Much of my optimism around the stock was driven by the $3.5 billion in cost reductions set to hit the top line. I evened looked past the 12,000 reductions in headcount. However, this morning the company announced it would take a $9.5 billion pre-tax charge ($6.2 billion after-tax) to make statutory reserve contributions for its run-off insurance portfolio, North American Life & Health. Over the next seven years, those contributions will swell to $15 billion. That's more than 4 times the level of "cost-savings" that drove prior optimism. Keep in mind $15 biliion is about two years worth of net income currently. For those folks holding their breath for a return of prior dividend levels, you'd better inhale because it is going to be awhile.

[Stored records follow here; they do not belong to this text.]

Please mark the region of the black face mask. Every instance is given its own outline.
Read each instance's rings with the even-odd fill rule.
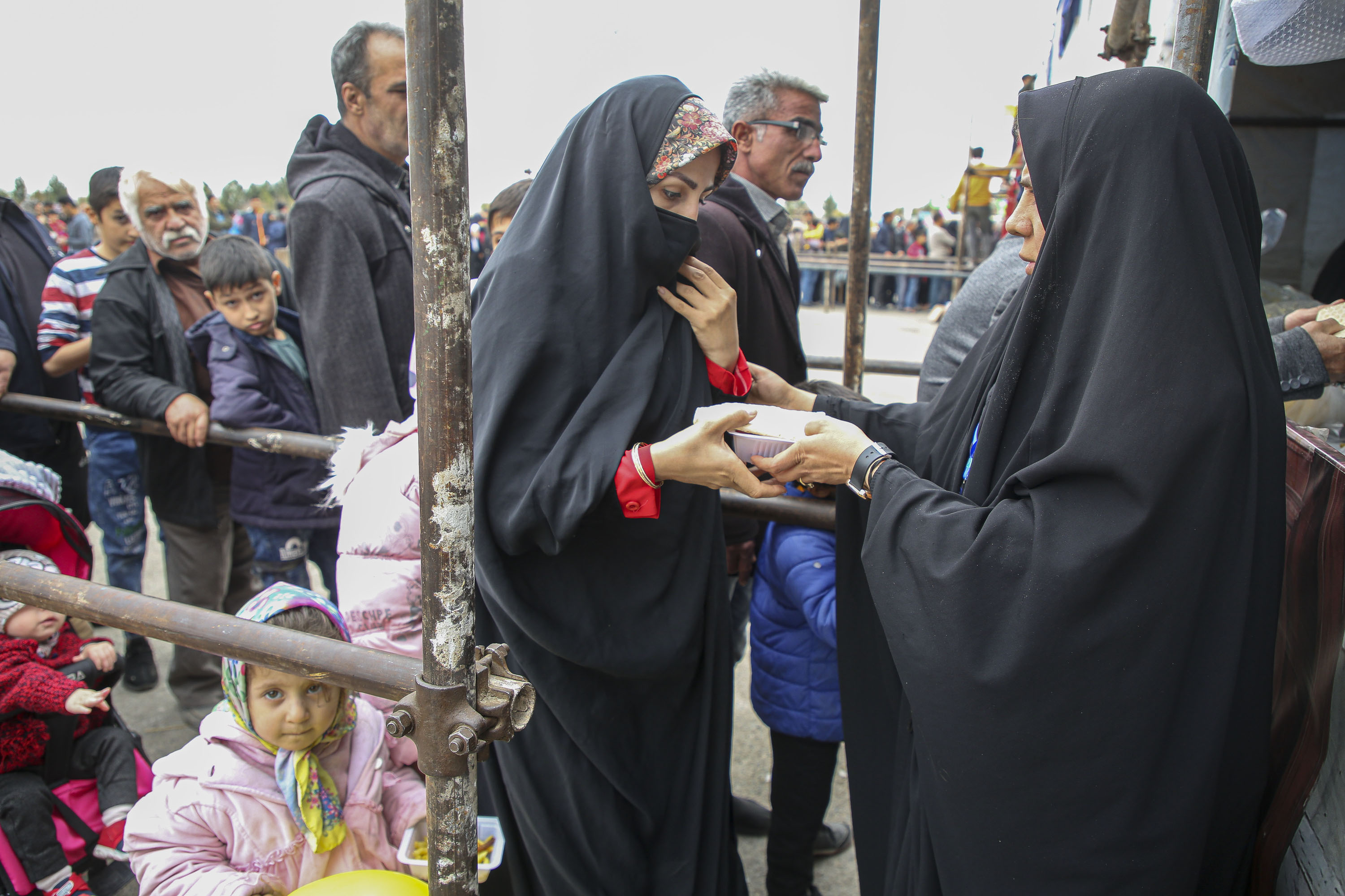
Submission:
[[[690,218],[683,218],[667,208],[655,206],[654,211],[659,215],[659,226],[663,227],[663,238],[667,239],[668,244],[667,274],[660,275],[659,279],[668,289],[672,289],[674,283],[690,286],[691,281],[678,274],[677,269],[682,266],[682,261],[687,255],[694,255],[701,249],[701,227]]]

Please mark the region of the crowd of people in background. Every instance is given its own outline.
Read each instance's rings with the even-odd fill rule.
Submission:
[[[140,590],[148,501],[171,600],[420,657],[404,31],[358,23],[331,71],[338,114],[300,132],[285,176],[292,206],[256,196],[229,210],[183,172],[136,165],[95,172],[78,206],[0,197],[0,394],[82,398],[169,433],[81,434],[0,412],[0,449],[59,476],[62,504],[102,529],[118,587]],[[1209,892],[1231,892],[1221,884],[1259,795],[1256,776],[1241,774],[1262,759],[1260,685],[1248,681],[1268,690],[1262,635],[1283,533],[1283,469],[1248,472],[1244,446],[1256,446],[1251,457],[1282,450],[1280,392],[1244,258],[1255,208],[1245,197],[1220,207],[1237,212],[1236,234],[1215,214],[1216,199],[1250,184],[1245,165],[1228,163],[1232,130],[1182,75],[1122,77],[1028,101],[1042,116],[1025,128],[1041,153],[1044,215],[1060,199],[1087,246],[1048,239],[1017,144],[1005,168],[972,149],[943,208],[884,212],[869,234],[842,215],[792,212],[784,203],[800,200],[822,161],[829,97],[765,70],[730,86],[722,117],[675,78],[621,82],[570,121],[535,179],[472,216],[475,504],[452,505],[438,477],[436,501],[455,525],[475,513],[477,641],[507,642],[538,697],[526,735],[477,767],[480,810],[510,842],[483,893],[732,896],[745,892],[738,836],[767,837],[771,896],[820,896],[814,858],[855,841],[866,893],[936,896],[940,875],[948,892],[1067,877],[1100,889],[1123,873],[1145,889],[1178,872],[1196,889],[1209,880]],[[1111,95],[1122,89],[1128,102]],[[1071,90],[1092,102],[1076,105]],[[1104,129],[1119,153],[1123,120],[1159,101],[1184,114],[1150,122],[1155,140],[1206,142],[1185,169],[1127,183],[1119,211],[1085,201],[1100,154],[1057,165],[1061,183],[1037,161],[1064,153],[1067,118]],[[1219,160],[1231,169],[1212,179],[1217,189],[1184,196],[1197,164]],[[1003,238],[995,177],[1018,188]],[[1146,218],[1163,191],[1181,200],[1174,212]],[[1166,334],[1173,351],[1150,361],[1154,383],[1202,377],[1171,390],[1185,400],[1143,427],[1118,407],[1145,400],[1135,359],[1153,353],[1151,321],[1173,312],[1157,287],[1135,298],[1098,267],[1123,227],[1147,240],[1128,242],[1127,259],[1162,257],[1190,296],[1185,329]],[[1210,263],[1219,282],[1178,263],[1204,251],[1206,231],[1228,236]],[[866,298],[885,308],[948,305],[952,279],[933,265],[985,259],[931,347],[919,403],[880,407],[807,380],[798,310],[819,301],[823,273],[810,262],[853,240],[931,267],[874,271]],[[1038,254],[1075,265],[1059,278],[1095,265],[1072,285],[1076,305],[1052,304],[1057,281],[1022,289]],[[1184,333],[1208,320],[1232,324],[1200,341],[1200,365],[1184,367]],[[1313,326],[1302,316],[1271,322],[1299,349],[1317,329],[1340,329],[1310,336]],[[974,352],[978,341],[995,351]],[[1084,394],[1080,383],[1103,386]],[[725,443],[760,414],[737,400],[824,419],[779,455],[753,457],[775,477],[761,480]],[[1188,474],[1181,451],[1204,446],[1212,420],[1227,431],[1201,457],[1224,466]],[[213,422],[344,441],[328,469],[207,442]],[[1089,427],[1104,438],[1069,437]],[[1127,450],[1099,454],[1114,442]],[[1048,469],[1053,458],[1064,473]],[[1196,490],[1169,502],[1178,472]],[[1245,488],[1227,498],[1228,482]],[[722,514],[725,488],[835,502],[835,532]],[[1227,513],[1208,512],[1216,497]],[[1205,549],[1219,560],[1212,572],[1189,563]],[[1068,611],[1042,609],[1044,592]],[[1009,603],[993,603],[1001,594]],[[1108,610],[1118,606],[1119,621]],[[424,780],[416,746],[382,733],[386,701],[178,646],[168,692],[199,737],[155,763],[145,793],[130,739],[93,733],[109,717],[108,692],[55,672],[56,658],[110,668],[108,639],[31,610],[0,602],[4,708],[23,724],[90,716],[69,732],[102,803],[90,849],[129,861],[145,892],[285,893],[343,870],[401,868],[397,845],[425,818]],[[1245,642],[1240,614],[1259,633]],[[1178,622],[1188,615],[1204,622]],[[733,668],[749,619],[752,701],[773,751],[769,809],[729,790]],[[1107,627],[1120,633],[1104,638]],[[1154,633],[1167,654],[1146,652]],[[1099,650],[1099,639],[1120,646]],[[1139,690],[1116,674],[1130,665]],[[149,643],[128,635],[126,686],[157,678]],[[1122,711],[1084,713],[1098,695]],[[1197,713],[1213,716],[1167,732]],[[55,845],[52,805],[31,798],[46,750],[32,737],[22,756],[0,751],[0,827],[38,889],[90,896]],[[1063,747],[1072,737],[1081,740]],[[1167,750],[1171,737],[1185,737],[1182,750]],[[985,755],[1005,739],[1017,740]],[[854,832],[824,821],[842,742]],[[1223,766],[1228,755],[1237,762]],[[1194,785],[1146,795],[1119,821],[1103,811],[1154,768],[1157,780]],[[1071,786],[1084,795],[1060,801]],[[955,860],[936,869],[936,854]],[[1108,864],[1116,854],[1143,861],[1120,872]]]
[[[1022,169],[1022,153],[1015,144],[1014,156],[1003,168],[983,164],[981,161],[983,154],[981,146],[970,150],[970,164],[946,207],[939,208],[931,203],[909,214],[904,208],[881,212],[880,219],[870,227],[872,257],[931,261],[967,258],[976,263],[989,258],[1002,232],[1002,222],[997,227],[991,220],[991,203],[997,197],[1003,197],[1005,218],[1013,211],[1017,196],[1014,179]],[[999,180],[1001,184],[995,192],[993,192],[994,180]],[[959,235],[962,222],[968,222],[968,227]],[[800,259],[799,304],[824,304],[823,269],[814,266],[808,254],[847,253],[849,215],[833,214],[823,220],[804,207],[794,220],[790,240]],[[837,301],[843,301],[846,279],[843,270],[833,275],[831,282],[838,287]],[[947,305],[951,298],[950,275],[873,273],[869,277],[868,300],[874,308],[927,310]]]

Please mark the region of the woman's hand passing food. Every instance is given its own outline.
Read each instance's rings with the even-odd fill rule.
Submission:
[[[738,363],[738,294],[698,258],[689,255],[678,273],[691,285],[675,283],[677,296],[659,286],[659,297],[690,321],[705,356],[732,371]]]
[[[1332,305],[1340,305],[1345,302],[1345,298],[1337,298]],[[1313,305],[1311,308],[1295,308],[1289,314],[1284,314],[1284,330],[1289,332],[1295,326],[1302,326],[1303,324],[1310,324],[1317,320],[1317,312],[1326,308],[1325,305]]]
[[[855,461],[873,439],[854,423],[831,418],[810,422],[806,437],[775,457],[753,457],[752,462],[769,473],[772,482],[826,482],[841,485],[850,478]]]
[[[650,446],[655,476],[710,489],[737,489],[753,498],[784,494],[783,485],[765,484],[752,476],[724,441],[725,433],[746,424],[753,416],[755,411],[730,411],[655,442]]]
[[[748,404],[773,404],[790,411],[812,410],[812,402],[818,398],[812,392],[790,386],[779,373],[768,371],[760,364],[748,361],[748,369],[752,371],[752,391],[746,396]]]

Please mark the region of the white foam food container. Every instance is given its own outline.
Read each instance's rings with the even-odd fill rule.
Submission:
[[[707,416],[722,416],[729,411],[756,411],[756,418],[745,429],[752,430],[748,435],[769,437],[784,439],[794,445],[803,438],[803,427],[812,420],[826,416],[820,411],[787,411],[783,407],[769,404],[742,404],[740,402],[725,402],[709,407],[695,408],[693,420],[702,420]],[[765,457],[763,454],[763,457]]]
[[[733,453],[744,463],[751,463],[753,455],[775,457],[802,439],[803,427],[811,420],[826,416],[826,414],[819,411],[787,411],[783,407],[771,407],[768,404],[726,402],[724,404],[695,408],[693,420],[701,420],[706,416],[720,416],[726,411],[737,410],[756,411],[756,418],[749,424],[753,430],[752,433],[741,430],[732,430],[729,433]]]
[[[733,453],[744,463],[752,462],[752,455],[775,457],[784,449],[794,445],[794,439],[777,439],[771,435],[756,435],[755,433],[729,433],[733,439]]]
[[[495,838],[495,845],[491,846],[491,857],[476,866],[476,880],[484,884],[487,875],[500,866],[504,861],[504,832],[500,830],[500,819],[494,815],[477,815],[476,817],[476,840],[486,840],[487,837]],[[412,849],[416,846],[417,840],[425,840],[425,822],[420,821],[414,827],[408,827],[406,833],[402,834],[402,845],[397,849],[397,861],[406,865],[412,875],[420,877],[421,880],[429,880],[429,861],[424,858],[412,858]]]

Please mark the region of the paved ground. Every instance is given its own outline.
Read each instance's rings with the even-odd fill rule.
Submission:
[[[845,329],[845,314],[841,309],[822,310],[806,308],[799,314],[803,330],[803,345],[808,355],[841,355],[842,333]],[[868,318],[868,348],[866,355],[884,360],[920,360],[925,347],[933,334],[935,325],[925,320],[924,313],[909,312],[876,312],[869,310]],[[815,376],[826,379],[841,379],[837,371],[815,371]],[[915,379],[904,376],[868,376],[863,383],[863,392],[876,402],[912,402],[915,400]],[[102,563],[102,553],[98,547],[102,543],[97,527],[90,529],[90,540],[95,548],[94,580],[106,582],[106,571]],[[144,592],[157,598],[165,598],[163,551],[157,549],[157,529],[151,528],[151,549],[145,557]],[[309,575],[313,582],[320,582],[316,567],[309,564]],[[118,639],[120,634],[114,635]],[[167,676],[167,661],[172,646],[163,642],[153,642],[155,656],[159,660],[160,685],[148,693],[130,693],[124,688],[117,688],[114,700],[117,708],[125,716],[128,724],[139,731],[145,739],[145,750],[151,759],[157,759],[164,754],[178,750],[187,743],[195,732],[188,731],[178,717],[172,697],[163,677]],[[749,661],[738,664],[734,677],[734,708],[733,708],[733,791],[740,797],[749,797],[769,805],[771,795],[771,740],[765,725],[756,717],[749,697],[751,668]],[[829,821],[850,819],[850,791],[845,771],[845,751],[841,751],[838,772],[831,791],[831,807],[827,813]],[[752,896],[765,893],[765,838],[752,837],[740,841],[742,864],[746,869],[748,884]],[[855,877],[854,852],[845,853],[819,861],[816,864],[816,885],[824,896],[858,896],[859,887]]]
[[[808,355],[839,357],[845,348],[845,310],[803,308],[799,310],[803,351]],[[865,324],[865,356],[884,361],[919,361],[924,357],[936,324],[927,312],[869,309]],[[841,382],[841,371],[812,371],[818,379]],[[880,376],[866,373],[863,394],[881,404],[916,400],[913,376]]]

Instead, we are going to see a split, which becomes scary in and of itself. What else does GE plan to bury in the closet when it breaks into smaller pieces. The key will be to focus on pieces that won't carry liability with them. That means no buying GE pre-spinoff with blind eyes. We've seen some old-line names like Delphi do fantastic splitting themselves, but the news this morning should cause many investors to pause initially when GE splits. Clearly, the company hasn't done a solid job disclosing potential liabilities from its $100 billion in spin-offs over the years and if it doesn't worry you, it should.
Two weeks ago, I thought Baker Hughes General Electric (BHGE) offered the better play. The stock is up 10% from that time. I'd be taking profits here. It's hard to put any trust behind any name with General Electric in it. Many old investors are rolling over in their grave hearing that line, but with the markets soaring and so many emerging sectors on the horizon, why invest with a management that has lost the trust of the market.
The good news for GE longs here is the technical picture isn't broken. It's not as pretty as it was just two weeks ago, but as long as shares hold $18, the daily picture is merely neutral. Momentum is plummeting from overbought territory, but the 20-week simple moving average and prior resistance offer support at $18. Unless we close under $17.25, we should expect a new trading range between $17.85 and $18.85 to develop.
The weekly view is basically the same in terms of support. The current uptrend line pegs $18 as the immediate level to watch and $17.25 as the long-term level. Resistance is the recent $19.40 high. Given the dismal 2017 performance, shares are nowhere near overbought in terms of momentum or trend. In fact, GE is still oversold.
In the end, I would only ask one question: why? Why buy or continue to hold shares?
Wait for the breakup. There will be a piece or two worth owning, but the majority of the company is rotten at the moment. Wait for the rotten pieces to be removed before taking action.